The devastating 2019 fire at the Notre-Dame de Paris cathedral has led to a new discovery about the methods used to construct the iconic landmark, after experts leading the cathedral’s restoration efforts investigated previously concealed parts of the building.
The findings were published in the PLOS ONE journal on Wednesday by University Paris 8’s Maxime L'Heritier and his team. They found that Notre-Dame de Paris may be the first known Gothic cathedral to predominantly use iron to bind stones during its construction.
The cathedral was built in the mid-12th century, and was the tallest building ever erected at the time, with vaults peaking at 32 meters (104 feet) in height. Although previous research suggested that this record was achieved by combining a number of architectural innovations, until now, experts still didn’t have a full understanding of the materials used in the construction or how much of a role iron played in the endeavor.
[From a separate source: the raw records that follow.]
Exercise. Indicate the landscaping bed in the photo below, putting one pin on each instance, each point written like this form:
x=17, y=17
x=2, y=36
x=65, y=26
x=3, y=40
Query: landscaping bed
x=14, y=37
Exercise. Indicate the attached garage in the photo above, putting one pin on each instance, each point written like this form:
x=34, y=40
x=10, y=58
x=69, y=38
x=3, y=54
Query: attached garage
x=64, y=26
The 2019 fire, however, has allowed archeologists to access previously unseen parts of Notre-Dame. L’Heritier and his team were able to obtain samples of material from 12 iron staples used to bind stones together in different parts of the building, including the tribunes, nave aisles and upper walls.
The researchers used a number of analysis methods, including radiocarbon dating as well as microscopic, chemical and metallurgical analysis. The team found that iron staples were used in the earliest phases of construction in the 1160s, making it the first such building to use iron staples throughout its entire structure.
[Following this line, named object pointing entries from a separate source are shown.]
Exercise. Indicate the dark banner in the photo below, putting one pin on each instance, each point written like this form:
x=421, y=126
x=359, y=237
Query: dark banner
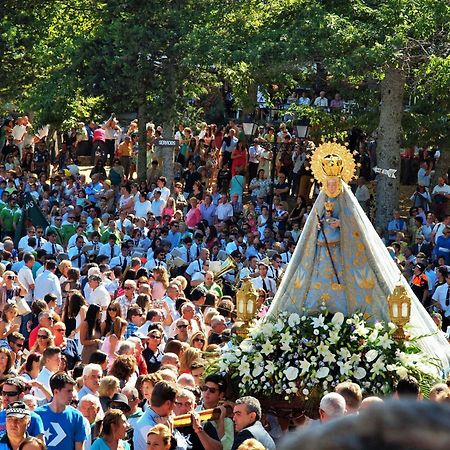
x=31, y=215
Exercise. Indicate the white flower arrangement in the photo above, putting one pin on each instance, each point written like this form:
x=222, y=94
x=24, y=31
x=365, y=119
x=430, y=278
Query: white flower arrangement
x=304, y=355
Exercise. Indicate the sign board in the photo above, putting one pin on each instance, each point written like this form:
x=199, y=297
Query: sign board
x=166, y=142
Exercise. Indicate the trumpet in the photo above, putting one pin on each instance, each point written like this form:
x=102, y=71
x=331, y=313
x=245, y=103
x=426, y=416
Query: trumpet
x=207, y=414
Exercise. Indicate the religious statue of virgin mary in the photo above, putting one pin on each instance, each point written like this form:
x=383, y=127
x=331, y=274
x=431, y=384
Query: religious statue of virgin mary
x=340, y=260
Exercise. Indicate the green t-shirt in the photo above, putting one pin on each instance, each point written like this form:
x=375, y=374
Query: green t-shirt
x=7, y=216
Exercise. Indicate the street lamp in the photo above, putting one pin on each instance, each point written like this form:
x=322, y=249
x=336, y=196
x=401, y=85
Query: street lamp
x=246, y=305
x=249, y=128
x=399, y=304
x=301, y=131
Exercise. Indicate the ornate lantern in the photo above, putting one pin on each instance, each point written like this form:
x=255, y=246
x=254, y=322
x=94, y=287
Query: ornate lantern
x=246, y=305
x=399, y=304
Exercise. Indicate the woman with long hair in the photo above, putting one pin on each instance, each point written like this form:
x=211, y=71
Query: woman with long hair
x=45, y=339
x=198, y=340
x=161, y=283
x=74, y=313
x=189, y=355
x=123, y=368
x=7, y=326
x=6, y=363
x=72, y=282
x=113, y=432
x=238, y=158
x=113, y=338
x=159, y=438
x=112, y=313
x=109, y=386
x=30, y=370
x=90, y=332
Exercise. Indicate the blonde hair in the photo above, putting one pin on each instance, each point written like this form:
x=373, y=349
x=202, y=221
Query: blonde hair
x=251, y=444
x=108, y=386
x=50, y=341
x=164, y=276
x=196, y=335
x=163, y=432
x=64, y=264
x=112, y=417
x=187, y=357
The analysis has led not only to a better understanding of how the Parisian master masons constructed the cathedral, but has also shed details on the iron supply of the building yard and the iron circulation, trade and forging in 12th- and 13th-century Paris.
The reconstruction of the Notre Dame de Paris cathedral after the April 15, 2019 fire is still ongoing and is expected to take some twenty years to complete. However, the restoration efforts have led to some important discoveries. Previously, archeologists had found several tombs and a 14th-century sarcophagus – both “of remarkable scientific quality,” as well as pieces of painted sculptures that are thought to be part of the original decorations.